Quelque chose que je puisse faire pour vous

par Laurent Quivogne | Soyez sages... ou pas

Un médecin pensa que le moment était venu de dire la vérité à son patient.

Au moment opportun, il l’entretint en face à face et lui dit doucement : « Je crois que je vous dois maintenant la vérité. Vous êtes atteint d’une maladie incurable et fulgurante. Je pense que vous n’en avez plus que pour quelques jours. »

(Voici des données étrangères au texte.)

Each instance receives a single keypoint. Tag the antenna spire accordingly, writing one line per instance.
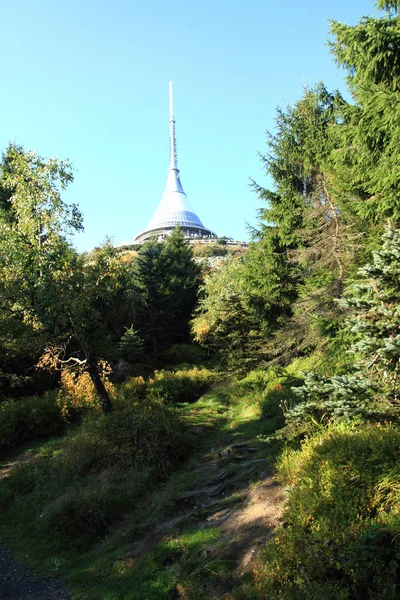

Puis, après une pause : « Y a-t-il quelque chose que je puisse faire pour vous, au moment où vous désirez sans doute mettre vos affaires en ordre ?
— Oui, répondit le malade d’une voix faible.
— Qu’est-ce ? demanda le médecin en s’approchant.
— Appeler un autre médecin. »

***

La question que je me suis posée est : que veut ce patient ? Est-ce qu’il n’a pas confiance ? Est-ce qu’il ne se résout pas, comme on peut le comprendre, à perdre tout espoir ? Qu’est-ce qui ne va pas, finalement, dans ce moment de franchise du médecin. J’ai imaginé que c’est la « perfection » de la prédiction du médecin. Aucun doute, même minime, ne vient adoucir la rudesse de l’annonce. Il n’y a même pas de place pour la foi en un miracle dans ce qu’il dit. En plus de ne laisser aucun espoir, il ne laisse aucune place à l’homme pour comprendre sa situation, pour laisser venir la vérité à lui. Au contraire, il lui assène. Lorsque j’ai lu cette histoire dans l’ouvrage d’Anthony de Mello, j’ai cru voir que l’auteur parlait d’un « mauvais médecin ». Il n’en est rien, le mot « mauvais » ni aucun de ses synonymes n’apparaît dans le texte. Pourtant, assez curieusement au fond, c’est bien l’impression que cela me fait, comme s’il s’agissait d’un praticien débutant si peu sûr de lui qu’il met toute sa confiance dans sa science et qu’il la manie comme une massue. 

De Mello, A.  (2007). Histoires d’humour et de sagesse. Paris: Albin Michel.